Technically, the system relies on self-supervised learning over millions of pathology image patches, which allows it to extract relevant morphological patterns without depending on a human manually labeling each sample by hand. It is the same family of techniques that has driven advances in generative AI in other domains, applied here to a problem with scarce, costly-to-annotate data such as oncological histopathology.

Our read: this news is an almost textbook example of how AI can begin to move the needle in medicine without requiring any spectacular computing breakthrough, but simply by extracting more signal from data that hospitals already generate. Oncotype DX and similar genomic tests are expensive, take weeks, and consume tumor tissue that could be reserved for other analyses; a test that reads the same slide the pathologist already looks at and returns a result in hours, at a fraction of the cost, does not replace molecular science, but it democratizes access to a risk stratification that today depends on whether the patient's healthcare system can afford it and wait. That matters especially outside the major cancer centers of wealthy countries, and it connects directly with the underlying thesis we defend at Zendoric: AI applied to diagnosis does not merely promise better tools for those who already have access, but the possibility of extending quality diagnostics to those who lack them today, a concrete step toward a more abundant medicine less dependent on purchasing power.

That said, we must be honest about the limits of what we know today. The authors themselves note that validation in randomized clinical trials is needed before this test can be used to decide real treatments, and the confidence intervals overlapping with Oncotype DX mean that, statistically, it cannot yet be firmly claimed that the AI is superior, only that it competes on equal terms. It is the distinction that should always be applied to these announcements: there is a difference between a capability demonstrated in retrospective cohorts —however solid, here with data from 7 countries— and a tool ready to change the clinical management of a breast cancer patient. The coverage of subtypes such as triple-negative and HER2-positive, where no genomic alternative exists today, is probably the most promising finding in the short term, precisely because there the AI competes with nothing, it merely fills a void.

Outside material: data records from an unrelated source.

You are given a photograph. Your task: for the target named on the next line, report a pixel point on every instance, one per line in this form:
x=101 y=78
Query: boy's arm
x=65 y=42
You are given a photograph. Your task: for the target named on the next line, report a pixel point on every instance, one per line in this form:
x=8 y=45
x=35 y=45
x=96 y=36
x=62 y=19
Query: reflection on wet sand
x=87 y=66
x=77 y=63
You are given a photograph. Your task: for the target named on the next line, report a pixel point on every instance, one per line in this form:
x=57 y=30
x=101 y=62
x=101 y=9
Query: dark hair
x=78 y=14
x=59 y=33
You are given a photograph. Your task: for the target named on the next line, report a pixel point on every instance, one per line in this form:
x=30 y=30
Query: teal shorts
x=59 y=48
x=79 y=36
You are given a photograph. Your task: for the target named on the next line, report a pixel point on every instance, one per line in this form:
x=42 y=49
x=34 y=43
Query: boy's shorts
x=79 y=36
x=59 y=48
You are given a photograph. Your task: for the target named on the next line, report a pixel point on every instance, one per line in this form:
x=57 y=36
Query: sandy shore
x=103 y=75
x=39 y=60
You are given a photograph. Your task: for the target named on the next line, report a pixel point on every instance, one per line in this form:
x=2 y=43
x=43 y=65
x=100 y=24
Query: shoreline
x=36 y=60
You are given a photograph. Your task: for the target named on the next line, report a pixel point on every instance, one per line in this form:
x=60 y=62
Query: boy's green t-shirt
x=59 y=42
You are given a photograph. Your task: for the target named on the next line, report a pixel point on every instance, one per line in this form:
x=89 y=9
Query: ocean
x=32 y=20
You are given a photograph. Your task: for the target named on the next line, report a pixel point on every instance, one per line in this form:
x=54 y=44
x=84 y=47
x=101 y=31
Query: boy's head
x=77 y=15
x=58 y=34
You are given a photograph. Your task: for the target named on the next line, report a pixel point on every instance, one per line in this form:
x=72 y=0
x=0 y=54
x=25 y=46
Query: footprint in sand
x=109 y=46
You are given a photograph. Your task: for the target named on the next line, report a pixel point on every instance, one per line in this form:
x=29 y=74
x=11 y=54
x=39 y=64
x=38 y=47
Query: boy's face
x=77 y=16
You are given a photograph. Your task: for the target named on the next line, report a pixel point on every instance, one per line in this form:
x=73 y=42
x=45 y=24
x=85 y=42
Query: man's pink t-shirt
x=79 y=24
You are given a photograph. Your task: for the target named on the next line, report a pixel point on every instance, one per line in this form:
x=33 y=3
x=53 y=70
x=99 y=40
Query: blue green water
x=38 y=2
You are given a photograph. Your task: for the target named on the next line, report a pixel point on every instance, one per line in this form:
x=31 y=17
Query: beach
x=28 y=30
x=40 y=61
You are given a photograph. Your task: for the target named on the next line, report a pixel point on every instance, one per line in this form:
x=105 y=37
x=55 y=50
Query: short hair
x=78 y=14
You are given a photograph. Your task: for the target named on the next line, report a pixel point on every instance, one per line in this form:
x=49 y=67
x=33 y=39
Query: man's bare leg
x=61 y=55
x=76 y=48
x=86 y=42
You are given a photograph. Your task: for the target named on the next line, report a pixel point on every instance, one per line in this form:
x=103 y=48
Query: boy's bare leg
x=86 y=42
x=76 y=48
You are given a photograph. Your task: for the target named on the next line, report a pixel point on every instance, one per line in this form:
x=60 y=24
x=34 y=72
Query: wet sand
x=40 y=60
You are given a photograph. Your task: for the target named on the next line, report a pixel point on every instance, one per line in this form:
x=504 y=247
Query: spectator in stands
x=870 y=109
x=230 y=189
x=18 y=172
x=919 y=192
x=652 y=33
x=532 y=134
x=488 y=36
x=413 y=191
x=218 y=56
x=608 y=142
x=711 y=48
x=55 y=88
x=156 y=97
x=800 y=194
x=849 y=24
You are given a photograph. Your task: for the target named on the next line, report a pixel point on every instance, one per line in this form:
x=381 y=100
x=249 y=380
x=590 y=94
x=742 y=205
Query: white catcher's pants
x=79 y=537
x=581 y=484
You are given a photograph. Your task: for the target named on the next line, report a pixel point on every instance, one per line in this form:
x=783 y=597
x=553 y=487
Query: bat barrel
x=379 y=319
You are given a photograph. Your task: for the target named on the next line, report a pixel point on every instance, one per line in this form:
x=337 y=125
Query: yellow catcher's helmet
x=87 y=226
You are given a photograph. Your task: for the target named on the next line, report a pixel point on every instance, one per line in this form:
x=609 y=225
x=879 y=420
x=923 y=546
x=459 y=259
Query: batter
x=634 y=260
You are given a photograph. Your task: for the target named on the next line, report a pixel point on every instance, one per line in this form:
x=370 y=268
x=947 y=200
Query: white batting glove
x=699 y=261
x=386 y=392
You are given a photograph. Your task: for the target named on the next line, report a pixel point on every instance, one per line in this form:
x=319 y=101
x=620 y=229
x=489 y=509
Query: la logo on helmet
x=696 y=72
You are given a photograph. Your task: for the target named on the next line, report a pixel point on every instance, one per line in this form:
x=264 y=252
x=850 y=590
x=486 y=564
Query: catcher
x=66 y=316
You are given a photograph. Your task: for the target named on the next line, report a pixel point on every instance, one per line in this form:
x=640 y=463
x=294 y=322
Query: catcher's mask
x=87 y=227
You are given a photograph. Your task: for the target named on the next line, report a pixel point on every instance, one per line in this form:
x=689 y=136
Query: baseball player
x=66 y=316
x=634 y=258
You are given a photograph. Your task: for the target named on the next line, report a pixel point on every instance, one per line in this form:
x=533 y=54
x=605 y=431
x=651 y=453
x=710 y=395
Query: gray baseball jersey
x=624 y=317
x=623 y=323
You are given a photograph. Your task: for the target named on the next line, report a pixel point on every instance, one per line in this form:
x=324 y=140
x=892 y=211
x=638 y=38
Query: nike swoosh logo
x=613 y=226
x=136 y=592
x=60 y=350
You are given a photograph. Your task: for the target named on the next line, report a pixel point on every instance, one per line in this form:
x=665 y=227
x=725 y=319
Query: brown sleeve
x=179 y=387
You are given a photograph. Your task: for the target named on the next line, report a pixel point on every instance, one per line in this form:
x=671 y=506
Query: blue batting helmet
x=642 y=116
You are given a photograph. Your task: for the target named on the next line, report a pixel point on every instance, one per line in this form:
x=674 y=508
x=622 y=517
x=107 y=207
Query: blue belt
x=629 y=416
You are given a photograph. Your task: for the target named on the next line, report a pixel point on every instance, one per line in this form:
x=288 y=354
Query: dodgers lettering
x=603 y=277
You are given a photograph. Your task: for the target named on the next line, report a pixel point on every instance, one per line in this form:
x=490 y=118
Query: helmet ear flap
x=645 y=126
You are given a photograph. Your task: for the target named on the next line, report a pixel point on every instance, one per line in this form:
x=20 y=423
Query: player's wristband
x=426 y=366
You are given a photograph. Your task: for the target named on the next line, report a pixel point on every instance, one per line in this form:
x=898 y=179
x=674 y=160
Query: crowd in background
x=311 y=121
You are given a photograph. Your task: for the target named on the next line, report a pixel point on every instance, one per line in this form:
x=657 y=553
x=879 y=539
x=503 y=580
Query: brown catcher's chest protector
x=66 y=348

If prospective validation confirms these results, the impact on oncology practice would be twofold: it would put price pressure on the market for proprietary genomic tests, and it would expand the number of patients who today fall outside any objective risk stratification beyond clinical judgment. That is the pattern we have been observing in health and diagnostics with AI: the most solid advances are not those that promise to replace the physician, but those that take already-existing data —a biopsy, an X-ray, a medical history— and extract from them information that previously required another expensive and slow test. It is incremental, verifiable progress and, if confirmed in trials, with real room to advance toward that precision oncology accessible to all that we consider part of the long-term horizon of this technology.